Saturday, March 14, 2020

Love in a Time of Coronavirus

I confess that when the COVID-19 pandemic began I agreed with President Trump. That should have been a warning sign right there. I thought it was no big deal. It was just another virus to deal with – like the seasonal flu and the common cold. No need to panic. People were overreacting. The media was overblowing things – as usual.

But as I became more informed, I realized the seriousness of the situation. Even though I had stopped watching the evening news months ago, I decided to tune in to see what was happening in Medialand. I was shocked at the video footage. I asked my daughter in Pittsburgh how things were out there. She says that people are freaking out in western Pennsylvania. Store shelves are empty of essentials. People are sheltering in place. I felt like I was in a dystopian film!

Then yesterday we went to the grocery store to pick up a few items for the weekend. Our daughter-in-law asked us to pick up some toilet paper for them. The store was crowded, and the whole aisle of toilet paper was completely empty! We had to go to three stores to find some.

What the heck is going on? Do these bathroom tissue hoarders know something I do not? Are our personal hygiene habits in danger from the Chinese or the Europeans? Are we all going to be forced to convert to bidets?  Is this a democratic socialist plot against American values? I did a little more research. Nope, bathroom protocol has nothing to do with COVID-19.

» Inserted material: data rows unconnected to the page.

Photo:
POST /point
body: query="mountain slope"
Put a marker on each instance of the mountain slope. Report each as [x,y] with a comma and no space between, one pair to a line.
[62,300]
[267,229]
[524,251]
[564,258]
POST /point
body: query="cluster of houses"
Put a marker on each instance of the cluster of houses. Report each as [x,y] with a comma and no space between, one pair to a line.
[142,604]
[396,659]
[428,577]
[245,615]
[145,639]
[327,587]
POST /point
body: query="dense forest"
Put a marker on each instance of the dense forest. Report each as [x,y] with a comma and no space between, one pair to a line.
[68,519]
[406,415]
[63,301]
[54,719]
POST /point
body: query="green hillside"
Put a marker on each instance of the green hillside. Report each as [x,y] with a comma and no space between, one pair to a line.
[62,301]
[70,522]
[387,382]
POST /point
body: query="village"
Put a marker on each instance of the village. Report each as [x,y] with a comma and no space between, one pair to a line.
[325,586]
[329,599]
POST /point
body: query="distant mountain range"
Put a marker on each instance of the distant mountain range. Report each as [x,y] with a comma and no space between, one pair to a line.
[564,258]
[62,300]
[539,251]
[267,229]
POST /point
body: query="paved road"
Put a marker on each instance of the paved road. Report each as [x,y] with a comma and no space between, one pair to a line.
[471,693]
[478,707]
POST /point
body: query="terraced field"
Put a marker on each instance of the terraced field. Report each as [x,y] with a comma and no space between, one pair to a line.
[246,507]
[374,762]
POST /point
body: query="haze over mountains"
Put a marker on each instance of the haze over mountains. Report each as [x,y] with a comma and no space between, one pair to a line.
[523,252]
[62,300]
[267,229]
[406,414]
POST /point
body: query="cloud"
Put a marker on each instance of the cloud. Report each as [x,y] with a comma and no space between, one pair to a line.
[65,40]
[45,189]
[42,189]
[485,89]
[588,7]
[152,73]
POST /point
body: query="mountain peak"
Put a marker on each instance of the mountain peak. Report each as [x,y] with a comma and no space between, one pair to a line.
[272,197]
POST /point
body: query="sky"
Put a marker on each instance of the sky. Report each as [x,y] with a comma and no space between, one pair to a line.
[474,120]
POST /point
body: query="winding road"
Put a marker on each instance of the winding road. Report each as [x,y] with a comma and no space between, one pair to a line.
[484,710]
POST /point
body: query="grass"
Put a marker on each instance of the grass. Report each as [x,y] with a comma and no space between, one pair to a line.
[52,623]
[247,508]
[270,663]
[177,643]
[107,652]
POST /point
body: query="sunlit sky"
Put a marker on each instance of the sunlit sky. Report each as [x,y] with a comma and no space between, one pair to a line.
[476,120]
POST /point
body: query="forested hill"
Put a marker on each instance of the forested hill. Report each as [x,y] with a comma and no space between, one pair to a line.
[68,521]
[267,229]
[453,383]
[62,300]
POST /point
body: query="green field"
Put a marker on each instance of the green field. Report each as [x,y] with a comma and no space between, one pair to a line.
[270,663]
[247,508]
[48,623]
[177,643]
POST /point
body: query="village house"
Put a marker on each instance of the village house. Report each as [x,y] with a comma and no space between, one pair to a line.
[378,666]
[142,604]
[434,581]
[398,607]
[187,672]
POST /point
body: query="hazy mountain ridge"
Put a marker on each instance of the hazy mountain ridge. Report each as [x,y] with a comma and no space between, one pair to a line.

Seriously now, I know it is a serious situation. I take the recommended precautions. From what I can discern I am pretty safe living in the woods of New Hampshire. My grandkids are too young to be seriously affected. My adult children are in good health. Even though I am nearly seventy years old and therefore in a greater risk category, I am in excellent health – as is my wife. I am not worrying.

The more I research it, the more I realize that this is really about those in the highest risk category, the elderly and those with serious health conditions. The rest of us take reasonable precautions not for ourselves but for them – the most vulnerable of our population – who need to be protected by us. It is a matter of love and compassion, more than self-interest. That is why we do what the health professionals recommend.

Think of the people affected indirectly by this crisis. The working poor, who cannot afford childcare when schools are canceled. Those who cannot afford to miss work because it means going without a paycheck. Minimum wage earners in the service industry are particularly affected by this pandemic. Healthcare workers on the front lines are at risk. The list goes on. That is why the bipartisan agreement announced by the president is necessary.

I am particularly watching the response of churches. Some churches are canceling worship services, following the lead of states that have canceled public schools. The governor of Kentucky – where I went to seminary and served as a pastor - has asked all churches in that state to cancel worship. Italy and South Korea have done the same. The Mormon Church has canceled services worldwide.

Holy sites in the Holy Land have closed. My Baptist denomination in New Hampshire and Vermont has canceled its regional convention for next weekend. Restrictions concerning the Lord’s Supper are handed down. Fist bumps and elbow bumps have replaced handshakes. Even my ever-hugging wife has stopped embracing people at church. That is how I know it is serious!

This time of Coronavirus is an opportunity for churches to show society what it means to be followers of Jesus, who was notorious in his time for ministering to the “unclean.” Although we need to protect ourselves from infection and thereby protect others, of equal concern should be the other physical, emotional, and spiritual needs of people. Especially the most isolated and fearful.

In other words this pandemic is an opportunity for ministry. Let’s not waste it. During the worst crises of history - even the Bubonic Plague of Europe - churches reached out. And this coronavirus is no Black Death. This is a time for compassion. It is a time for faith and love – not fear. As the old song says, “They will know we are Christians by our love.”

Maybe if churches take the lead by offering a distinctive, loving response to this crisis, society will take notice of the followers of Jesus. Perhaps this is part of the solution to declining church attendance. Maybe this is the opportunity we have been praying for - to show the world what Christians are like. Or we could just hunker down and wait it out.  At least we have plenty of toilet paper.